Martha sighed, a sound of deep weariness mixed with affection for her colleague’s retro idealism. She walked over to the main terminal and tapped the screen, bringing up the regional health metrics. A long, steady green line stretched across the monitor.
"Look at that stability," Martha said quietly. "Zero malnutrition in the entire basin. No crop failures. No resource wars over fertile soil. You want us to be a part of the environment because you think it’s romantic, Elias. But nature is a meat grinder. By placing ourselves external to it—by creating a predictable, synthetic buffer—we allowed human empathy, art, and community to survive. When you don't have to worry about the frost killing your harvest, you have time to sit on your porch and look at the stars."

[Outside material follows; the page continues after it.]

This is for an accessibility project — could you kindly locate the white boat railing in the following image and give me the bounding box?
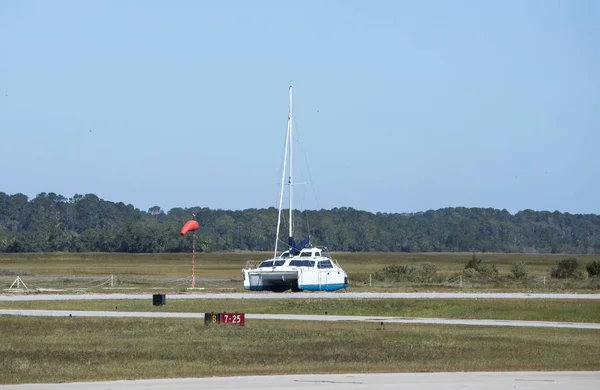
[244,258,345,272]
[244,260,259,270]
[332,259,343,269]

"But when you look at the stars from behind a pane of glass, do you really see them?" Elias asked.
Before Martha could answer, a sharp chime echoed through the control room. The automated voice of the system cut through the debate: “Batch Forty-Two synthesis complete. Quality metrics optimal. Initiating valley distribution.”

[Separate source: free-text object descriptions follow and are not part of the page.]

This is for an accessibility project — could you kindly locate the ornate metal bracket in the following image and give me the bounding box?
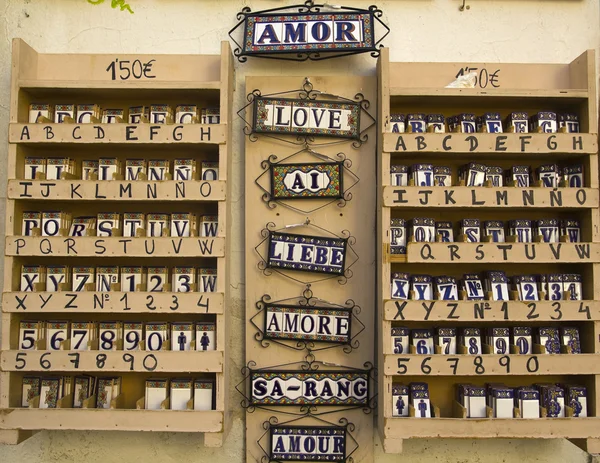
[237,78,376,148]
[229,1,389,62]
[257,414,359,463]
[250,288,365,354]
[236,359,377,417]
[254,147,360,214]
[254,220,359,286]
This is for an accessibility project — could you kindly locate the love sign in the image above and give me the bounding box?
[253,97,360,139]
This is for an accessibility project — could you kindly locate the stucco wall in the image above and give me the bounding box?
[0,0,598,462]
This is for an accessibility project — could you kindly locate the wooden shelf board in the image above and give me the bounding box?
[8,179,226,202]
[382,186,598,209]
[9,123,226,145]
[1,350,223,373]
[19,79,221,91]
[383,299,600,322]
[6,236,224,257]
[0,408,223,433]
[383,132,597,154]
[384,353,600,376]
[383,417,600,440]
[389,87,589,99]
[403,242,600,264]
[2,291,223,314]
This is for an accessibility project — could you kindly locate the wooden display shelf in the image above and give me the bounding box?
[400,242,600,264]
[389,88,589,99]
[6,236,224,257]
[377,48,600,453]
[8,180,226,202]
[19,79,222,91]
[383,299,600,322]
[383,132,597,154]
[0,409,223,434]
[382,186,598,208]
[2,291,223,314]
[1,39,233,445]
[9,123,226,145]
[383,417,600,439]
[1,350,223,373]
[384,354,600,376]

The heavy thrum of the reactors shifted an octave higher as pump stations opened, sending thousands of liters of the nutrient-dense gold flowing through underground conduits to the nearby towns.
Martha looked at the screen, then back at Elias. She offered him a small, wry smile. "The villages are hungry, Elias. And whether we're inside the world or outside of it, we still have to feed the hive."
Elias looked out the window one last time, watching the sun dip lower toward the salt flats, painting the mountains in shades of bruised purple and gold. He walked back to his station and picked up his testing kit.
"Yeah," Elias murmured, adjusting the nutrient valves. "But tomorrow, I'm adjusting the culture. Let's see if a little extra wild iron awakens their omnivore memories."